It will be seen also that the situation was novel. Deaths were by no means uncommon in Roaring Camp, but a birth was a new thing. People had been dismissed the camp effectively, finally, and with no possibility of return; but this was the first time that anybody had been introduced AB INITIO. Hence the excitement.

"You go in there, Stumpy," said a prominent citizen known as "Kentuck," addressing one of the loungers. "Go in there, and see what you kin do. You've had experience in them things."

Perhaps there was a fitness in the selection. Stumpy, in other climes, had been the putative head of two families; in fact, it was owing to some legal informality in these proceedings that Roaring Camp--a city of refuge--was indebted to his company. The crowd approved the choice, and Stumpy was wise enough to bow to the majority. The door closed on the extempore surgeon and midwife, and Roaring Camp sat down outside, smoked its pipe, and awaited the issue.

The assemblage numbered about a hundred men. One or two of these were actual fugitives from justice, some were criminal, and all were reckless.
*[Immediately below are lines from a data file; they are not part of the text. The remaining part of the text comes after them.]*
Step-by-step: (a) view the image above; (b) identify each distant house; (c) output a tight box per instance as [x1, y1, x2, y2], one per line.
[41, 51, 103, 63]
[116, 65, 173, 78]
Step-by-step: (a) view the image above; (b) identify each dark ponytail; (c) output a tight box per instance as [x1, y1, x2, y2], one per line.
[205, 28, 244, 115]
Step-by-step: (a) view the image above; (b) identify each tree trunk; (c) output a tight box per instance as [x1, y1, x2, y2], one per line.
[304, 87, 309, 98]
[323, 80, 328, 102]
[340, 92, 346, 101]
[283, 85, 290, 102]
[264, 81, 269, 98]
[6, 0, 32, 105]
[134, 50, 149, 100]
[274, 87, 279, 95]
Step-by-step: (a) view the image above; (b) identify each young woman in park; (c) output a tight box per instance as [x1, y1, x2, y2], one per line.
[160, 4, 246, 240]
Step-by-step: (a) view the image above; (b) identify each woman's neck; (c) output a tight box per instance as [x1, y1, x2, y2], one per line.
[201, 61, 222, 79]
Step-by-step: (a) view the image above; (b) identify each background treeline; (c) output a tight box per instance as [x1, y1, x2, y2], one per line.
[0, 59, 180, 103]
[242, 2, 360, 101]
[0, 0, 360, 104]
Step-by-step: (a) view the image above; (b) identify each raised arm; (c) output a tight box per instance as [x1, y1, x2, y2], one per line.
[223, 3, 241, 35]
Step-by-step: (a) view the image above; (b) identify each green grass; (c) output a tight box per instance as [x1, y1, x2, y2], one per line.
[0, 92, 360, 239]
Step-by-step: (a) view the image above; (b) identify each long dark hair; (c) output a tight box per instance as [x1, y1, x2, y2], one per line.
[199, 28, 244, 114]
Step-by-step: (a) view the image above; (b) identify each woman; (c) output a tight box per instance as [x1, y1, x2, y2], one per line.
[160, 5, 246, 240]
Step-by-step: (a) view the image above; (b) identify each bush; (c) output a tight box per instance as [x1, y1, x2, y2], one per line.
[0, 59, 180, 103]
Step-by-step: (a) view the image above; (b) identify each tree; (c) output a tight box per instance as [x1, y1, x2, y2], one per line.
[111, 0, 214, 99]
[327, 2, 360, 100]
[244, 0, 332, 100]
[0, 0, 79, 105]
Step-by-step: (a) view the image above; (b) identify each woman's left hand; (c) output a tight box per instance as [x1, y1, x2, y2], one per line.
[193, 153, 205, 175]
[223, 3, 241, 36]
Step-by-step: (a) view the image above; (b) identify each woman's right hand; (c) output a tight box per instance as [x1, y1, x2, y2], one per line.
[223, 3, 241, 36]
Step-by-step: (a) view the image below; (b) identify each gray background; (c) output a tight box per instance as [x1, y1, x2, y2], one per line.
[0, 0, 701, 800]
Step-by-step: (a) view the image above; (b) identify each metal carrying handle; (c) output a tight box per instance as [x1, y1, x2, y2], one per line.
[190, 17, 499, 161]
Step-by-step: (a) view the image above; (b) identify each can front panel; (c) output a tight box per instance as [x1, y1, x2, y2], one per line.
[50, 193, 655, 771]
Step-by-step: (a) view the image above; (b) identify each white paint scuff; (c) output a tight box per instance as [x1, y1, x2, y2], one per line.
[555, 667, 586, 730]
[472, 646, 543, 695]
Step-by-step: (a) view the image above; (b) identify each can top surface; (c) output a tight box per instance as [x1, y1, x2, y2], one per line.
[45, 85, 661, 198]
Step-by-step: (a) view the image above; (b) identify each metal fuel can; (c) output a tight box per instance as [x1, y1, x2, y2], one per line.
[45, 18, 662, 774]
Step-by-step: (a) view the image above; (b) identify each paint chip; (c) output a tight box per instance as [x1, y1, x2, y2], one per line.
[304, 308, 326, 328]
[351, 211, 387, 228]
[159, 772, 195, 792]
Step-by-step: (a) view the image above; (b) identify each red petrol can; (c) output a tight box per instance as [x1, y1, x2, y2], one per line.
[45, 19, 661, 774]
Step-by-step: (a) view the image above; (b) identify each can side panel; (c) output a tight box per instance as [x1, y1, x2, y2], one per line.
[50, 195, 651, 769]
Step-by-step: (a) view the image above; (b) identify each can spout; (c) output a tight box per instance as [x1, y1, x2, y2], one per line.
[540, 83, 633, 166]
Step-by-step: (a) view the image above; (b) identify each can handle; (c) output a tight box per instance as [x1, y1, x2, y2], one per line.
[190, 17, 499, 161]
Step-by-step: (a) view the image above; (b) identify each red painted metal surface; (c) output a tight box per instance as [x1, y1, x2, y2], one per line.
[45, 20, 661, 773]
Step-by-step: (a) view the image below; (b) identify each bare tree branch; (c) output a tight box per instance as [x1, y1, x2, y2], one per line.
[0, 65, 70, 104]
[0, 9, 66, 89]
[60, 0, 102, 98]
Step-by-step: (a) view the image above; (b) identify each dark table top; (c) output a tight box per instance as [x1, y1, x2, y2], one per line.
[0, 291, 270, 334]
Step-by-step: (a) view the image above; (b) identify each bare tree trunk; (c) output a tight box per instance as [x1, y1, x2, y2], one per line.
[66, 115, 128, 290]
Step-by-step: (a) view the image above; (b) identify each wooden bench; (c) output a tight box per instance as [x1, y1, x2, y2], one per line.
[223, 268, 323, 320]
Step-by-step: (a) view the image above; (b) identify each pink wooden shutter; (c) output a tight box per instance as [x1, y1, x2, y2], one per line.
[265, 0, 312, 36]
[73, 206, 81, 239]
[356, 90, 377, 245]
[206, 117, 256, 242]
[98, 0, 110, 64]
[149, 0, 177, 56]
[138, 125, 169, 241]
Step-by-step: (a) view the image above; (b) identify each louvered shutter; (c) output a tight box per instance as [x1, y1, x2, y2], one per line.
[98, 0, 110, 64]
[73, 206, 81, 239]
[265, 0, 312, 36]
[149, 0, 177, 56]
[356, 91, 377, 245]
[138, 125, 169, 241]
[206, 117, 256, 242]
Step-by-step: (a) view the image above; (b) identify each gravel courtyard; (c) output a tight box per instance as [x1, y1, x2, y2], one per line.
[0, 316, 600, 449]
Physically they exhibited no indication of their past lives and character. The greatest scamp had a Raphael face, with a profusion of blonde hair; Oakhurst, a gambler, had the melancholy air and intellectual abstraction of a Hamlet; the coolest and most courageous man was scarcely over five feet in height, with a soft voice and an embarrassed, timid manner. The term "roughs" applied to them was a distinction rather than a definition. Perhaps in the minor details of fingers, toes, ears, etc., the camp may have been deficient, but these slight omissions did not detract from their aggregate force. The strongest man had but three fingers on his right hand; the best shot had but one eye.

Such was the physical aspect of the men that were dispersed around the cabin. The camp lay in a triangular valley between two hills and a river. The only outlet was a steep trail over the summit of a hill that faced the cabin, now illuminated by the rising moon. The suffering woman might have seen it from the rude bunk whereon she lay,--seen it winding like a silver thread until it was lost in the stars above.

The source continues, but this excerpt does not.